How I Started My Own Business As a Design Graduate main image

Sponsored by the Royal College of Art

Have you ever dreamed of having your own business and being your own boss? If so, you’re in good company as an increasing number of students are setting up their own businesses after graduating.

But for many students, limited startup know-how, commercial sense and experience can be a significant obstacle – but this doesn’t mean it should be impossible.

Tashia Tucker studied the MRes Architecture program at the Royal College of Art (RCA), and is now the founder of Olombria, an emerging agricultural technology company that aims to boost pollination rates with wild pollinators and insects. Though she has an undergraduate degree in business, it was with the support of InnovationRCA that she was able to get her startup off the ground.

InnovationRCA is the Royal College of Art’s center for enterprise, entrepreneurship, incubation and business support and it’s been recognized as one of the top three university incubators in the UK. The initiative has enabled the creation of more than 66 startup and spin-out companies, covering sectors ranging from interiors and fashion to agri-tech, sustainable packaging and even cybersecurity.
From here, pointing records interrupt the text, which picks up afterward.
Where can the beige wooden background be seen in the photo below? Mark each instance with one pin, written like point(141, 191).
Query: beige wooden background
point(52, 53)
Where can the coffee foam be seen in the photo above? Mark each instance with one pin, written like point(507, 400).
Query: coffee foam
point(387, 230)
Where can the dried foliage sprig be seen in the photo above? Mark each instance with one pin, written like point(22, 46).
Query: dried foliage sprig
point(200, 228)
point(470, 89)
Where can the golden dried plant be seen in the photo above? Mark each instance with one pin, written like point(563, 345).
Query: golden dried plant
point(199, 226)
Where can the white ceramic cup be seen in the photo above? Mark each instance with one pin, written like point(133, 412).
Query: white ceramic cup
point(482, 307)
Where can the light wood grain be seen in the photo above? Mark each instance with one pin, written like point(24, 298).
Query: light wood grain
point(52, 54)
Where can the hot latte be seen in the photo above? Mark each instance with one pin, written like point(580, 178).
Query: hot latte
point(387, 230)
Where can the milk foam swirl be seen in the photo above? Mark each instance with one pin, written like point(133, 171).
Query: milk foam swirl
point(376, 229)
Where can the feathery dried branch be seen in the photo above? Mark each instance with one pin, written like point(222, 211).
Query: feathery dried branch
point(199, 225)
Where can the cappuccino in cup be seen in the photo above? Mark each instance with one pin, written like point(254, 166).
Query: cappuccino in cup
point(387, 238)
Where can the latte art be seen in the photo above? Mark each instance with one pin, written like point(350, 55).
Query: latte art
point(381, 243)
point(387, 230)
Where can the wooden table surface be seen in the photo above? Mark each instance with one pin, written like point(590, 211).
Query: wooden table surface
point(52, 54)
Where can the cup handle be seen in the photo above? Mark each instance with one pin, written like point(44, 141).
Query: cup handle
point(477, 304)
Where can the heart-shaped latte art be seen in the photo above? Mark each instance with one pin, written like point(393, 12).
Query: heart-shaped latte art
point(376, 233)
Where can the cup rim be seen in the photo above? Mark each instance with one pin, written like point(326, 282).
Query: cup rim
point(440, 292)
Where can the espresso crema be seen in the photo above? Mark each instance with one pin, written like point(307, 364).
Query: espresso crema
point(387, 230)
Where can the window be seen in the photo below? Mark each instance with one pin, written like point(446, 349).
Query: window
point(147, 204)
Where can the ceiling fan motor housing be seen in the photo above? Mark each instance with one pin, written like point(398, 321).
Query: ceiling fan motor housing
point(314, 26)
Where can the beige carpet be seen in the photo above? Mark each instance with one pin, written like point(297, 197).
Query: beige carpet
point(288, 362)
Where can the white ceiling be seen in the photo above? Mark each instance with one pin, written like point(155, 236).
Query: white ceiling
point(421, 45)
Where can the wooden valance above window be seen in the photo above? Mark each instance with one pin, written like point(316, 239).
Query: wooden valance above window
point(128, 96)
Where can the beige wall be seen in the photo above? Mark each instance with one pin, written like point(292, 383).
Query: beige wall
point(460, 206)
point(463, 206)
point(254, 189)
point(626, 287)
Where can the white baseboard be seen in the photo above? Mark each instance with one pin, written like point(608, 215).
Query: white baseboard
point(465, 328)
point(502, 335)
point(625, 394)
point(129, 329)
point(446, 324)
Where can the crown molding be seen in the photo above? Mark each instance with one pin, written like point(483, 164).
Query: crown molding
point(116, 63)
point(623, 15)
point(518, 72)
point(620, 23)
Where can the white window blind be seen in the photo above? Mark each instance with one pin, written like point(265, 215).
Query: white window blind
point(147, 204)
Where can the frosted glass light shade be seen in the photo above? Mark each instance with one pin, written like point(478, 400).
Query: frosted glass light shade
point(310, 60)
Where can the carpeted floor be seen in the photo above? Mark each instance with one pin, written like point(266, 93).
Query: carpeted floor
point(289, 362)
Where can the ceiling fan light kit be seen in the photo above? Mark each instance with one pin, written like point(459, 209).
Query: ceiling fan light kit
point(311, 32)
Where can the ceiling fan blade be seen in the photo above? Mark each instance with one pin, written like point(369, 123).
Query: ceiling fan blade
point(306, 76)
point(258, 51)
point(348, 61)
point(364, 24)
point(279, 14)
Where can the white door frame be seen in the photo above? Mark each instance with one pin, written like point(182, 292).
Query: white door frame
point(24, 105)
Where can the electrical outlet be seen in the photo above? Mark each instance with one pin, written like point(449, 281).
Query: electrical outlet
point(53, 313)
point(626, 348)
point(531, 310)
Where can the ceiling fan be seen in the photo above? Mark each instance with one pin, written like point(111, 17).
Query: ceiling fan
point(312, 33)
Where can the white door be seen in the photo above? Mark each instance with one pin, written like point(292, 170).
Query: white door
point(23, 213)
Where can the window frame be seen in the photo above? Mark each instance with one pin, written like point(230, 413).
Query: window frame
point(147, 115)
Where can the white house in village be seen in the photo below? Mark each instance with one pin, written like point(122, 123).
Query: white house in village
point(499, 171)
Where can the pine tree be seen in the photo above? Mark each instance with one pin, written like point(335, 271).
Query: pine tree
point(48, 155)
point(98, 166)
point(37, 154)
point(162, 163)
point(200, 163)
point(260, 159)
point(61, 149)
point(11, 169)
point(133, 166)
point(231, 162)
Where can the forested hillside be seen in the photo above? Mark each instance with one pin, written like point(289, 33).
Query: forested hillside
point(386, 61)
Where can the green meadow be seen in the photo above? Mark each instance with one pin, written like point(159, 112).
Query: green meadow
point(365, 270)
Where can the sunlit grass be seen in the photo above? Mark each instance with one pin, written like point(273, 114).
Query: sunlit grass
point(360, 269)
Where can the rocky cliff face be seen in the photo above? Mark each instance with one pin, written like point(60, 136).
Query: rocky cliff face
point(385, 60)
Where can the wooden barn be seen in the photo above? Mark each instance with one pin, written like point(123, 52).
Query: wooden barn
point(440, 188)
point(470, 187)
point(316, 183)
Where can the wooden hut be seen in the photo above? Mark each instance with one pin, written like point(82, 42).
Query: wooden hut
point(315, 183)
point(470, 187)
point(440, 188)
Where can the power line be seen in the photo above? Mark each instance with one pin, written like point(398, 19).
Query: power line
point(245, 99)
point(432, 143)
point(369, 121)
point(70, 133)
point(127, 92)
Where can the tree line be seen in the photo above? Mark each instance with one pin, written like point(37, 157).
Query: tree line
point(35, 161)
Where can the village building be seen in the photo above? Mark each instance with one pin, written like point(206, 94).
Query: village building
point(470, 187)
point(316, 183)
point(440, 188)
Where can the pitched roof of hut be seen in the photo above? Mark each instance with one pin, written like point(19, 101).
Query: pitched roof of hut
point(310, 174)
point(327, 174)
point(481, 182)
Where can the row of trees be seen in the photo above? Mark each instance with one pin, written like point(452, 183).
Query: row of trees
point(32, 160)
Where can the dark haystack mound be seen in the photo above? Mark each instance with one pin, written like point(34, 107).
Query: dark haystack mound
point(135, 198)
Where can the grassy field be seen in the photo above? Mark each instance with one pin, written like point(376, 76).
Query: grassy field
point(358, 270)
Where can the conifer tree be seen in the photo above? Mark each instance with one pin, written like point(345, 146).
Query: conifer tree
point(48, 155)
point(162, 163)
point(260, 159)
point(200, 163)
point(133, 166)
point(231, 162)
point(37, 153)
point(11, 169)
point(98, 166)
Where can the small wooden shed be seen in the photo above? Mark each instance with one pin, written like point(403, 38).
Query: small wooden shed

These companies have produced over 650 UK-based jobs and generated over £121 million (~US$151 million) in turnover.

We spoke with Tashia and Dr Nadia Danhash, Director of the InnovationRCA, to find out more about the initiative and how it’s helping students get their startups off the ground.

Tashia, how did you come up with the idea for your business? What was the motivation behind it?

As a student at the RCA you are provided with a range of opportunities, including the chance to engage with industry and to take part in collaborative projects working across different arts and design disciplines.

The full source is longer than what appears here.